The roof racks on our Q3 make an incredible amount of noise. I noticed online that a lot of the aftermarket roof rack companies offer a variety of products to combat this noise. But the ones I have seen won't fit the racks on the Q3.

Anybody have a good solution for this? Thanks in advance.


----------



## BsickPassat (May 10, 2010)

the cross bar shape is not made to reduce noise. Best to get an aftermarket one like Thule Aeroblade

of course, if you're not using it, might as well take them off.


----------



## Q3_Frankie (Nov 5, 2016)

BsickPassat said:


> the cross bar shape is not made to reduce noise. Best to get an aftermarket one like Thule Aeroblade
> 
> of course, if you're not using it, might as well take them off.


I second the taking them off comment! It will improve your MPG's also! I'm glad I went with a hitch mounted rack on my Q3 since it doesn't make any noise when not in use and doesn't seem to affect MPG's like my roof mounted setups on previous cars.


----------



## 2016vwturbo (Dec 18, 2015)

Q3_Frankie said:


> I second the taking them off comment! It will improve your MPG's also! I'm glad I went with a hitch mounted rack on my Q3 since it doesn't make any noise when not in use and doesn't seem to affect MPG's like my roof mounted setups on previous cars.


What kind of hitch did you go with? Oem? Pics by any chance? Thanks.

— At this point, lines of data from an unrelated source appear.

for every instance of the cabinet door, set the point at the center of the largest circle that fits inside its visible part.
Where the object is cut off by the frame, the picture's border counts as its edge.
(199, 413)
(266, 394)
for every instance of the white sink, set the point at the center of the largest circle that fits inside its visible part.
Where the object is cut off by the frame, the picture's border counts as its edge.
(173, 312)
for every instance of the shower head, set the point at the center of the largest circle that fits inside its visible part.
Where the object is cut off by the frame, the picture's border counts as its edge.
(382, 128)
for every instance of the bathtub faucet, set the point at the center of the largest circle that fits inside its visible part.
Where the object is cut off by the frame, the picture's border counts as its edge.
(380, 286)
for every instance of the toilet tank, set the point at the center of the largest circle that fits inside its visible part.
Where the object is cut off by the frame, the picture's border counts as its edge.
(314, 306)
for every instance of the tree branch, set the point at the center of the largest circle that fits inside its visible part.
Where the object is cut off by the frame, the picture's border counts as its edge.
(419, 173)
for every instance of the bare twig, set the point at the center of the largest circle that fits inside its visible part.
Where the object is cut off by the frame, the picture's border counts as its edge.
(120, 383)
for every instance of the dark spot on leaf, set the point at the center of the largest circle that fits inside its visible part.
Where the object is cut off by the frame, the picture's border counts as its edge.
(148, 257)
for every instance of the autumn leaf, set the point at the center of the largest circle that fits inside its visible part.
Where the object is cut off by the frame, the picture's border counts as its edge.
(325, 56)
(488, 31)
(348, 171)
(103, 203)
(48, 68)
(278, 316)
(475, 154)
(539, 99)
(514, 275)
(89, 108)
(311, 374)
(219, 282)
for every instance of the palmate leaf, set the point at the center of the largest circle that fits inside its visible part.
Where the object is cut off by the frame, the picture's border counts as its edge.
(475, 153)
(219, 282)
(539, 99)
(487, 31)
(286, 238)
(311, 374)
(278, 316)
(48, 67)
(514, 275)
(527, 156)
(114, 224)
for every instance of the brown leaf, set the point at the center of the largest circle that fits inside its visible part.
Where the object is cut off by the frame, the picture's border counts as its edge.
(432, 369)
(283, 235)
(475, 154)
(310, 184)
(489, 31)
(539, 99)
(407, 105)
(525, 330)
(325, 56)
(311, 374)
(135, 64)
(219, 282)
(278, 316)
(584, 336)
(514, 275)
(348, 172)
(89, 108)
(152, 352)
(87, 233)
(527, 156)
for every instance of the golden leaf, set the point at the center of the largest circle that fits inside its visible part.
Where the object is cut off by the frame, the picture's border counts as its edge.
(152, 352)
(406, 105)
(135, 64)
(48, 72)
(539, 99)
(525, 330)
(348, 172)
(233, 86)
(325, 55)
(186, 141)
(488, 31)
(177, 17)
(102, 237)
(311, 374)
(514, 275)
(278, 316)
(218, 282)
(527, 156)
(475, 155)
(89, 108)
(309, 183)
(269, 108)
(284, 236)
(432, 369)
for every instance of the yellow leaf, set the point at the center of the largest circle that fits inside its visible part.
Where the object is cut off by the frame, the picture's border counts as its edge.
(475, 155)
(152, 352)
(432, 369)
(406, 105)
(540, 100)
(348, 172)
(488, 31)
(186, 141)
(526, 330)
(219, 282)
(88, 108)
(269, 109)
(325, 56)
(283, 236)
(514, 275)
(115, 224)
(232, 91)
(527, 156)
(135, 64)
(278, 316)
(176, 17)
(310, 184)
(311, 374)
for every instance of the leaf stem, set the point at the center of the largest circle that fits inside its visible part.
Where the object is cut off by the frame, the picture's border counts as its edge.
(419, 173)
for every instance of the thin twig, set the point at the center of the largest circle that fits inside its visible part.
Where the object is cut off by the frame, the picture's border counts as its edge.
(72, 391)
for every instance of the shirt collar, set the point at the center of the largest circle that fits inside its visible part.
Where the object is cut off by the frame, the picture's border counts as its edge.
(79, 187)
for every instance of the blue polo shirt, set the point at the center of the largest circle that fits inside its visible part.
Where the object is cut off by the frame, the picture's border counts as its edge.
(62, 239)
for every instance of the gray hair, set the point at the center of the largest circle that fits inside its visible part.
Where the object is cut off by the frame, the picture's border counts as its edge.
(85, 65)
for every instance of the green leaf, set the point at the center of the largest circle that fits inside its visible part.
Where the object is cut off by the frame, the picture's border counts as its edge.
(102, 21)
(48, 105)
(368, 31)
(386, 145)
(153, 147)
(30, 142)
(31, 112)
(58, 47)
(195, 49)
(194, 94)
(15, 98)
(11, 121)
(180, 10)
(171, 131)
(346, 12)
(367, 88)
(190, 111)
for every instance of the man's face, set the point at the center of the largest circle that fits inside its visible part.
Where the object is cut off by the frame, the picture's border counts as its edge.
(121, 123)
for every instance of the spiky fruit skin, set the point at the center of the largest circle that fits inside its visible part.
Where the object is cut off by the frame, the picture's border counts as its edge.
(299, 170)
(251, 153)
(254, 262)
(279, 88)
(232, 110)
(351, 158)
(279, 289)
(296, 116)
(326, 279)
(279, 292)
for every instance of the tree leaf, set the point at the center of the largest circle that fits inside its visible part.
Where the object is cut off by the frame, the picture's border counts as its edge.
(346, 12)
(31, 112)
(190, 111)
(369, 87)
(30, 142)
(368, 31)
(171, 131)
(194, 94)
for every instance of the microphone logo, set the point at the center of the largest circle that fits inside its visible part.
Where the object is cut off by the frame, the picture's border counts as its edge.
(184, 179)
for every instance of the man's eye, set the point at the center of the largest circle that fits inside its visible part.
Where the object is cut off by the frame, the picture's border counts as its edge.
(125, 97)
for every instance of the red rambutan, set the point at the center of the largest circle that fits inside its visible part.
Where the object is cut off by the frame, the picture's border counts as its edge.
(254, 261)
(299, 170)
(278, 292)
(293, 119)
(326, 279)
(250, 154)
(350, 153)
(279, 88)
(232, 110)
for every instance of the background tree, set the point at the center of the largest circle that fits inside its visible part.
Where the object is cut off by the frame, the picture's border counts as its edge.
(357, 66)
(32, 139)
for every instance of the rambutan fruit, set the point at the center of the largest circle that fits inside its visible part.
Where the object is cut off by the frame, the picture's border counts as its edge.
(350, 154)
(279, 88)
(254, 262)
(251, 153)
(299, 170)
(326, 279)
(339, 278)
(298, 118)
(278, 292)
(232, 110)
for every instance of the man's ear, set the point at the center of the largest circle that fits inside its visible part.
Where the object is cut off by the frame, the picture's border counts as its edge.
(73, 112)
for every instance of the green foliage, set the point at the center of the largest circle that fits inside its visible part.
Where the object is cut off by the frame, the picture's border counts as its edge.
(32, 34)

Sent from my iPhone using Tapatalk


----------



## CC'ed (Dec 1, 2009)

If you have the smooth black rubber strips on the top of the rack, there are an improved version, with ridges, that is said to reduce the wind noise. Easy to pull out the smooth strips and install the ridged strip.
Audi part number 4G9 071 633 ($30 to $50 for 2(?), each is 47 inches long)
Thule part number 852-5402-005 ($7 each, need 2, each is 59 inches long). These are the OEM parts, used in the Audi carrier bar.
and the cheaper Rhino-Rack M626 might fit too, but these each might be only about 10 inches long (400mm).


----------